Jornalista italiano teve telefone confiscado 

No último Ranking de Liberdade de Imprensa da RSF, a Itália ficou em 58º em uma avaliação que inclui 180 países, com destaque justamente para riscos a que estão expostos jornalistas que investigam o crimes, em especial o de grupos organizados.

No entanto, no caso de Pesante, a ameaça não veio de criminosos e sim do sistema judiciário, que praticou assédio judicial contra o jornalista após uma reportagem que usou imagens de câmera de segurança de uma prisão.

No dia 22 de junho, o jornalista do L’Immediato foi interrogado pela polícia da cidade de Foggia, no sul do país, após ser notificado pelas autoridades apenas um dia antes.

Os agentes de segurança disseram a Pesante que ele era suspeito em uma “investigação de vazamento” de informações do Estado. A acusação foi baseada em uma matéria publicada no site comandado pelo jornalista de 18 de maio.

A reportagem usou imagens de câmeras de segurança de uma prisão de Foggia para noticiar o assassinato de um homem no local. A vítima cumpria pena, mas tinha permissão para sair para trabalhar. O crime aconteceu quando o homem foi baleado ao retornar para a detenção.

No interrogatório, os policiais questionaram Pesante sobre suas fontes e como o L’Immediato adquiriu essas imagens. Em entrevista ao Comitê para a Proteção de Jornalistas (CPJ), ele disse que se recusou a responder, alegando privacidade jornalística.

E acrescentou que seu veículo não foi o único a usar as imagens, publicadas também por outros meios de comunicação italianos.

O jornalista foi liberado pelas autoridades horas depois sem acusação, mas teve o celular confiscado a pedido da promotoria local.

O advogado dele, Michele Vaira, afirma que as autoridades pesquisaram mensagens armazenadas no telefone relacionadas às imagens das câmeras de segurança.

O aparelho foi devolvido a Pesante um dia depois. Se acusado e condenado por revelar segredos de Estado, o profissional de imprensa pode pegar até cinco anos de prisão, segundo o código penal italiano.
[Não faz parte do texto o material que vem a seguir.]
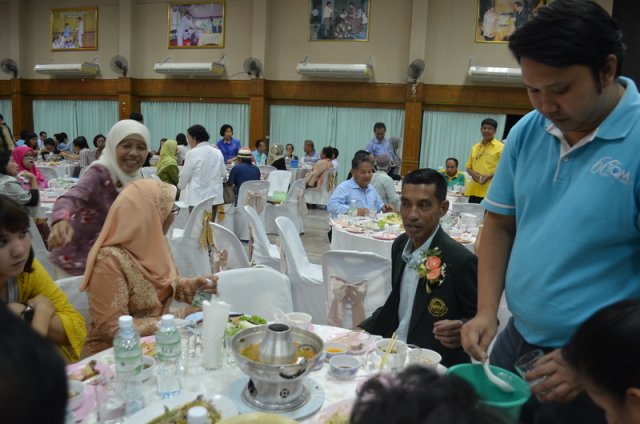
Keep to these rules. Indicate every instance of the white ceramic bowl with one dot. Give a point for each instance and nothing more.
(75, 388)
(429, 358)
(344, 367)
(148, 363)
(335, 348)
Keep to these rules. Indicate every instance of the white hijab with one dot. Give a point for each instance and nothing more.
(127, 128)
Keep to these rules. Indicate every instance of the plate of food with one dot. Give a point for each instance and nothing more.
(384, 236)
(175, 409)
(354, 229)
(338, 413)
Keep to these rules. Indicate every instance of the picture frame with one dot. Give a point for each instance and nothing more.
(202, 25)
(339, 20)
(498, 19)
(74, 29)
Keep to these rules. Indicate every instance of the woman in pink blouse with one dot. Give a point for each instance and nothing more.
(128, 274)
(78, 215)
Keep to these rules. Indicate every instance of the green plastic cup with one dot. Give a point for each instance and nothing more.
(506, 404)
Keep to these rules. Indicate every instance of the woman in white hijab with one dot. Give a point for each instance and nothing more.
(78, 215)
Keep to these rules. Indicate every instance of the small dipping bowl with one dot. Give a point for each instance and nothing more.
(148, 364)
(76, 394)
(335, 348)
(344, 367)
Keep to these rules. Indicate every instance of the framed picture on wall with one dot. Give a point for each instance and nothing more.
(498, 19)
(74, 29)
(196, 25)
(339, 20)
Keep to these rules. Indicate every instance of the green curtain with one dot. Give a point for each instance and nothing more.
(214, 115)
(167, 119)
(75, 117)
(347, 129)
(452, 134)
(7, 112)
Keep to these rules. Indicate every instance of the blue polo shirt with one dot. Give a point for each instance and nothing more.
(341, 198)
(577, 242)
(230, 150)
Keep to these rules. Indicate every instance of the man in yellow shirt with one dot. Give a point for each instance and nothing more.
(483, 161)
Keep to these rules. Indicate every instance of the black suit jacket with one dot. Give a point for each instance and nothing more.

Segundo o jornalista a imprensa local, as autoridades também investigam a participação de dois policiais não identificados no vazamento das imagens.

O CPJ condenou a ação das autoridades italianas, que representa assédio judicial contra o exercício da profissão de jornalista: 

“A apreensão do telefone de Pesante violou princípios básicos de liberdade de imprensa e ameaçou sua capacidade de proteger suas fontes.

Tais medidas não têm lugar em um país da UE, e as autoridades devem encorajar e apoiar os jornalistas que reportam sobre o crime organizado.”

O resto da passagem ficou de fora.